Ты, Моцарт, недостоин сам себя.
И ситуация хотя бы как-то сбалансируется. Моцарт поступает элементарно тактично. Он дает Сальери шанс начать разговор на равных.
Строго говоря, все, что с подачи Сальери разыгрывается как трагедия, со стороны Моцарта выглядит банальной житейской драмой. Его приятель довольно талантливый композитор, но как человек слишком завистлив и… глуповат. С ним хорошо до тех пор, пока он не начинает “грузить” Моцарта своими творческими заморочками, связанными с жуткими амбициями и непробиваемой тупостью во всем, что касается не самого творчества, а творческого поведения. В этом смысле Сальери — как слон в посудной лавке. С ним неловко, стыдно находиться рядом. “Я знаю, я”. Я, Я, Я… О, господи!

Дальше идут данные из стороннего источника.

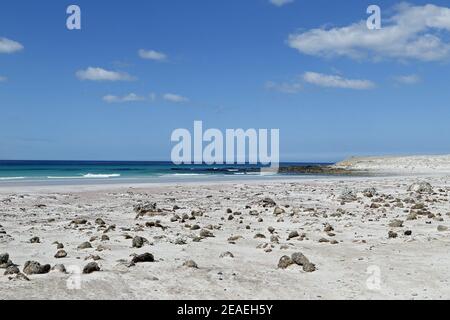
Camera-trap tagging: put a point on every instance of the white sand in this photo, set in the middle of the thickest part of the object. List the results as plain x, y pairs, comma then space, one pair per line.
416, 266
399, 165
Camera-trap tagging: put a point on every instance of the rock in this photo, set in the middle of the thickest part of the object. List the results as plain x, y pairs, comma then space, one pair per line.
145, 208
190, 264
138, 242
79, 221
21, 276
369, 192
60, 268
206, 233
396, 223
293, 234
299, 259
421, 187
60, 254
11, 270
100, 222
348, 196
392, 235
267, 202
4, 257
91, 267
84, 245
277, 211
309, 267
146, 257
285, 262
411, 216
33, 267
226, 254
35, 240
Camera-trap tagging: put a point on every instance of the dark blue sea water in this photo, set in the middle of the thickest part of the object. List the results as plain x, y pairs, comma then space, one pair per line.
115, 170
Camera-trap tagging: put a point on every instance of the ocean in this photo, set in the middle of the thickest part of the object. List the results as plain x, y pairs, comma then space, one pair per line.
14, 171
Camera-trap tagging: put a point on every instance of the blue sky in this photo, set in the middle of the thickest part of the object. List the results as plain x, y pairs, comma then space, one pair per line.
307, 67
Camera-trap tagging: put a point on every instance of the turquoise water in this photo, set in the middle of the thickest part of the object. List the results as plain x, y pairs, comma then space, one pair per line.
102, 170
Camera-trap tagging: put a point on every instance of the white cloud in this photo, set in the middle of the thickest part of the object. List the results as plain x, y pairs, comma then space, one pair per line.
334, 81
152, 55
9, 46
280, 3
285, 87
132, 97
174, 98
99, 74
407, 79
413, 32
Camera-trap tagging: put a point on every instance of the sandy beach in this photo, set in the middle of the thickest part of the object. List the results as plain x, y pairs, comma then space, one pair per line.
328, 238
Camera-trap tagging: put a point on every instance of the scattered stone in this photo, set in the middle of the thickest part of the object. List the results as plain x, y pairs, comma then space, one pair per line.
392, 235
84, 245
100, 222
369, 192
421, 187
226, 254
4, 258
79, 221
59, 268
293, 234
277, 211
33, 267
146, 257
35, 240
139, 242
285, 261
204, 233
190, 264
11, 270
60, 254
91, 267
396, 223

Моцарт бесконечно морщится и опускает глаза. Ему все время хочется бежать вон из этой клетки творческого допроса — “с пристрастием”:
Ты, Моцарт, бог, и сам того не знаешь…
Ба! Право? может быть…
Но божество мое проголодалось…
Для Моцарта Муза — любовница, к которой он сбегает от законной супруги ночью:
…Намедни ночью
Бессонница моя меня томила,
И в голову пришли мне две, три мысли.
Это совсем не значит, что его отношения с любовницей легки и беспечны. Она лукава и капризна, изводит своей страстью и требует принесения всего себя на алтарь любви. Но она желанна. Сальери для Моцарта — вторая законная жена. Он требует творческого отчета и постоянного заверения в своей верности. “А как ты меня любишь… как?” Да — на тебе:
…Он же гений,
Как ты, да я. А гений и злодейство,
Две вещи несовместные. Не правда ль?
Сколько до сих пор носятся с этой глупейшей сентенцией, как бы само собой подразумевающей, что кто-то может знать, “что такое гений?”. Но ведь это единственная сентенция, которая произносится Моцартом на протяжении всей пьесы и которая всего лишь является механической подачей-поддавком для Сальери. “Не правда ль?” То есть ну, брат Сальери, давай-ка порассуждай! Ты же без этого куска проглотить не можешь (сцена в трактире). А я пока выпью, покушаю и послушаю.
Задача Сальери — затащить Моцарта в онтологическую ловушку с названием “Моцарт и Сальери”, “гений и злодейство”, “моцартианство” и “сальеризм”. Задача Моцарта — не только не попасть в нее, но и приятеля своего спасти — он слишком благороден, чтобы оставить друга в беде. Моцарт не простодушен, но великодушен, а это громадная разница. В его гибели (явно предчувствуемой) есть какая-то неслыханная щедрость. Да убивай же, черт с тобой, только не ной, не нуди!
Но нет — не остановится. Пьеса заканчивается, как и начинается, монологом Сальери. Как же — он должен еще и эпитафию на могилу приятеля сочинить и подписаться. Эдакая несносная вдовушка!
Но самое поразительное, что тень Сальери и только Сальери витает над всем последующим культурным пространством, порожденным этой великой пьесой. Пушкин и Моцарт в стороне. Мы же обречены вечно задавать вопрос об их “моцартианстве” — вопрос, который задает Сальери и который доводит его до убийства своего друга-гения, как и обречены постоянно убивать дух культуры, чтобы его понять и “взять” его себе.